Seorang anak yang kehilangan figur ayah, baik karena maut maupun karena kehadiran yang tak lagi nyata, akan selalu merindukan sosok itu.
- Refleksi dalam buku Ayah, Ini Arahnya Ke Mana, ya? karya Khoirul Trian menyuarakan perasaan anak-anak yang kehilangan. Ada kesunyian yang menyelinap dalam keseharian, ada kerinduan yang menggantung di udara tanpa bisa terjawab.
Kerinduan yang Tak Pernah Padam
"Ayah, kau di mana? Di tiap-tiap rindu yang aku terbangkan, kau menangkap salah satunya, 'kan? Kau masih bisa melihatku, 'kan?"
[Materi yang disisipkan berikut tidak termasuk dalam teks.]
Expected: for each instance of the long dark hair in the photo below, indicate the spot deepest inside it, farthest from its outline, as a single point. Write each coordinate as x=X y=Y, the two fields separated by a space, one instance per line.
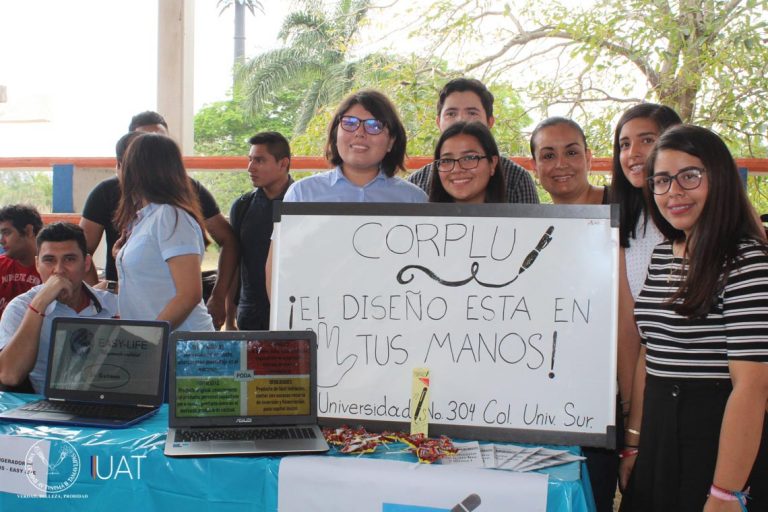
x=382 y=109
x=153 y=171
x=494 y=191
x=726 y=219
x=630 y=199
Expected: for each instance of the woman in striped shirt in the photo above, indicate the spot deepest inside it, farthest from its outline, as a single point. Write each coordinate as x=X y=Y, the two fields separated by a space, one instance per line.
x=697 y=436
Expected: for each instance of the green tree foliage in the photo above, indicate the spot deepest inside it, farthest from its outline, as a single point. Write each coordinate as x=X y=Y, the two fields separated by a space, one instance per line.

Kehilangan seorang ayah bukan hanya kehilangan sosok, tetapi juga kehilangan arah. Anak yang terbiasa mendapat pujian, bimbingan, atau sekadar tatapan bangga dari ayahnya, kini harus belajar untuk mandiri tanpa itu semua.
Ketika seorang ayah tiada, kehidupan tetap berjalan. Namun, ada momen-momen kecil yang terasa kosong. Tidak ada lagi suara "Selamat!" yang keluar dari bibir seorang ayah untuk sekecil-kecilnya pencapaian. Tidak ada tangan yang kuat untuk membantu meraih mimpi.
Dunia mengajarkan bahwa setelah dewasa, kita harus bertahan sendiri, tapi siapa yang siap untuk kehilangan sayap ketika sedang keras-kerasnya belajar terbang?